Monday, April 04, 2005

Pope-erama

Cheesey (the DFM) was beside himself. Virtually all the dump workers had been glued to the cobb hut’s TV watching the coverage of Pope John Paul’s death, funeral preparations, and his many life retrospectives. Nothing was getting done. The recycle area was overflowing with exurban detritus – old storm windows, out-of-fashion baby strollers, rusty charcoal grills, broken lawn furniture, etc. … to the point that it was becoming dangerous. Already one grandmother had had a stack of tires fall on her. Half of the trash compactors were broken and the lines of SUVs trying to use the remaining ones were twenty deep.
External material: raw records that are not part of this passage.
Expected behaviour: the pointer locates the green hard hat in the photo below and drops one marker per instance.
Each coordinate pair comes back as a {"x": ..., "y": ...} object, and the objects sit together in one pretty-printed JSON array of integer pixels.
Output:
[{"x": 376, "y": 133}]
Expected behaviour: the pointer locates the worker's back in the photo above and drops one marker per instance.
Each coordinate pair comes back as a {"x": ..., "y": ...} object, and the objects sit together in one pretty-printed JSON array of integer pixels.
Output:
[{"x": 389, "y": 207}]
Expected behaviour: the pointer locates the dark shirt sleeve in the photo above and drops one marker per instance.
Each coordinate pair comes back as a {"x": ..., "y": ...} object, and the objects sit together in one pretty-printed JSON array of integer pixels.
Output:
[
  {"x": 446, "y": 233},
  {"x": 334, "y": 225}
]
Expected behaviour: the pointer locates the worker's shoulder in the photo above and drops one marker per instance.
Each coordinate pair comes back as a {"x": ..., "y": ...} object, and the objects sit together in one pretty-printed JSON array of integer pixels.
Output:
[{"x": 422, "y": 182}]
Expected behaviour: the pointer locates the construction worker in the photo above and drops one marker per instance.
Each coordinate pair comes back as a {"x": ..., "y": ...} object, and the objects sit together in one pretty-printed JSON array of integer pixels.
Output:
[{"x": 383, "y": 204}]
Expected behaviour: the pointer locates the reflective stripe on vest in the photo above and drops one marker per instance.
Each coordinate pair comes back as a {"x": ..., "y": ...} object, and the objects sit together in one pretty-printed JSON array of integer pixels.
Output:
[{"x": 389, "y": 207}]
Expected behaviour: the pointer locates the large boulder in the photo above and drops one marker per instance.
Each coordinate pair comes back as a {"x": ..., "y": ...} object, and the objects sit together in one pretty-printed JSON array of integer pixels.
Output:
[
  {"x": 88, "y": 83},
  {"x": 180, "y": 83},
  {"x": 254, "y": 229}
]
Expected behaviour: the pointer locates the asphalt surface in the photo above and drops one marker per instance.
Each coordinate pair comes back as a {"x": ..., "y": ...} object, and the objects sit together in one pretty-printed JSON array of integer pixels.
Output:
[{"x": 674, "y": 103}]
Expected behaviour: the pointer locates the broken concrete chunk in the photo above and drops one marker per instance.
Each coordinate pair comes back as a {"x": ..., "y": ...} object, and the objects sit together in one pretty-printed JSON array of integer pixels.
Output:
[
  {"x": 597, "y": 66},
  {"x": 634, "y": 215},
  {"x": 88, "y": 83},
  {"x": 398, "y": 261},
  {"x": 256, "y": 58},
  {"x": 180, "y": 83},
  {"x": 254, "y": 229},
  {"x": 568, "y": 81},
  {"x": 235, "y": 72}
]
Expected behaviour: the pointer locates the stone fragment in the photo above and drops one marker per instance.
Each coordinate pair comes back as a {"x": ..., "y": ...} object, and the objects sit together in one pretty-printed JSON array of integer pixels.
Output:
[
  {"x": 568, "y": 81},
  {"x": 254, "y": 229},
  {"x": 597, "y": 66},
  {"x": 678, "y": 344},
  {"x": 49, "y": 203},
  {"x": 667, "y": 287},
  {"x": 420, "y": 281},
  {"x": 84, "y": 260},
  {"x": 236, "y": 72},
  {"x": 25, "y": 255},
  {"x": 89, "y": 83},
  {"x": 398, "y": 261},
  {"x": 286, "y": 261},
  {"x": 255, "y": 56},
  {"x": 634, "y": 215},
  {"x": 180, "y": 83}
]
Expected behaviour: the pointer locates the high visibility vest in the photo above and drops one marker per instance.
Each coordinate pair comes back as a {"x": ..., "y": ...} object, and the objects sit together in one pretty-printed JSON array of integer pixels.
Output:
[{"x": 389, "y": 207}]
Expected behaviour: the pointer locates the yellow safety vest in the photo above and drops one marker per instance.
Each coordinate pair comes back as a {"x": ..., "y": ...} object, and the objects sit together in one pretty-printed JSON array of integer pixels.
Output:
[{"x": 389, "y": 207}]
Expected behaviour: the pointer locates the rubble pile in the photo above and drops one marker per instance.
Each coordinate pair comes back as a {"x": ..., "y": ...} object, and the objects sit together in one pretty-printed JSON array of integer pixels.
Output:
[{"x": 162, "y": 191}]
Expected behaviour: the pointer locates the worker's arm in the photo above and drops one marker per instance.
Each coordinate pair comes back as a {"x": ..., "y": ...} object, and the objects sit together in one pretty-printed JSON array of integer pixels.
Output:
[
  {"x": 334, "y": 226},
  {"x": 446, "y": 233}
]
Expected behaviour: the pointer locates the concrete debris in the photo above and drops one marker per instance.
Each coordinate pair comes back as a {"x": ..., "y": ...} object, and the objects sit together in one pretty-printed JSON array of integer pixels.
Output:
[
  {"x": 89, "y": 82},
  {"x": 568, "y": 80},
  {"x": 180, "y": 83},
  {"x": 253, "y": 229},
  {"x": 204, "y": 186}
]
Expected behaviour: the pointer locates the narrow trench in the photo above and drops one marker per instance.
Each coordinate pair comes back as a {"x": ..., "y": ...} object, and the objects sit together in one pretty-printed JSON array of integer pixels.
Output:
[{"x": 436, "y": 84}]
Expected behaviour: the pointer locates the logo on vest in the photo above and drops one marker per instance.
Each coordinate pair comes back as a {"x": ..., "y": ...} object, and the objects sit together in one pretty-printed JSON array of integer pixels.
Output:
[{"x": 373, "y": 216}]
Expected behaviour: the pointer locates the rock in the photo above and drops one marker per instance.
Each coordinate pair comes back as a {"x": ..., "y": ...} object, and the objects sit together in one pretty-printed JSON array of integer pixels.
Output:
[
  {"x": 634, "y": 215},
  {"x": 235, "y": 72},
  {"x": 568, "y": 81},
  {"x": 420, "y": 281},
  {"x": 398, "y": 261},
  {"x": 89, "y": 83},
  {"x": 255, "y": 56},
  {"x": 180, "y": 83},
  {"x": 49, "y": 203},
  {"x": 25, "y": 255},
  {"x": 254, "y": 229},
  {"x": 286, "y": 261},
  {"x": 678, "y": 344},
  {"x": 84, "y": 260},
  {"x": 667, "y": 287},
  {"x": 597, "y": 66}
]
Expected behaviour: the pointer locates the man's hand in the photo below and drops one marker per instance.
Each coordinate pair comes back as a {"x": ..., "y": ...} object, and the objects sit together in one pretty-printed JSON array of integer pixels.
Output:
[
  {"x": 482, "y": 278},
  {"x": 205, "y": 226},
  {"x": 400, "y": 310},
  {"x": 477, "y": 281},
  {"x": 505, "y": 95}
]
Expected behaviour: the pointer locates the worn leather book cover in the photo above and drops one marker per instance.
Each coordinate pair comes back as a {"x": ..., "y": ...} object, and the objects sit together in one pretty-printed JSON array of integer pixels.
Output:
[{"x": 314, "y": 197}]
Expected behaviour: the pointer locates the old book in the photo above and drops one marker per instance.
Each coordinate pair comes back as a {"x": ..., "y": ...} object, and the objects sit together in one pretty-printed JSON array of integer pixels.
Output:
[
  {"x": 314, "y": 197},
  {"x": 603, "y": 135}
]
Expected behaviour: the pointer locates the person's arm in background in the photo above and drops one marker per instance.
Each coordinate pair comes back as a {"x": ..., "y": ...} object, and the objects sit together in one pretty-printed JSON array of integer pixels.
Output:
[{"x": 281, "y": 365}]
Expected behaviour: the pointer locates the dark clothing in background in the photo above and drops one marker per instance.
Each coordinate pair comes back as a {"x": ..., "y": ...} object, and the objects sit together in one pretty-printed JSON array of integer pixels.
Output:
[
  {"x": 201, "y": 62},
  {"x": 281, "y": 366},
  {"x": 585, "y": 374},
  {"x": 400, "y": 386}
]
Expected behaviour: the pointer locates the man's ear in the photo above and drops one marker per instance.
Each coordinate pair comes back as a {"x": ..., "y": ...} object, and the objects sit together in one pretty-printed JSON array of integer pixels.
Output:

No number of threats or cajoling seem to incent the staff to get off their duffs and perform their dumply duties. Obviously, knowing that the Pope, in his youth, liked to ski and hike … and that he forgave the College of Cardinals for electing him Vicar of Christ … was far more important. Cheesey finally was reduced to doing many of the daily dump chores himself, generally poorly. After two days of this humiliation, he snapped. The Big Cheese took the TV and threw it into the brown-glass recycling bin. Whilst doing this, he was screaming anti-Catholic obscenities and flashing, with the fingers on both hands, the devil horns often seen at heavy metal concerts.

The next day he awoke with a clubfoot.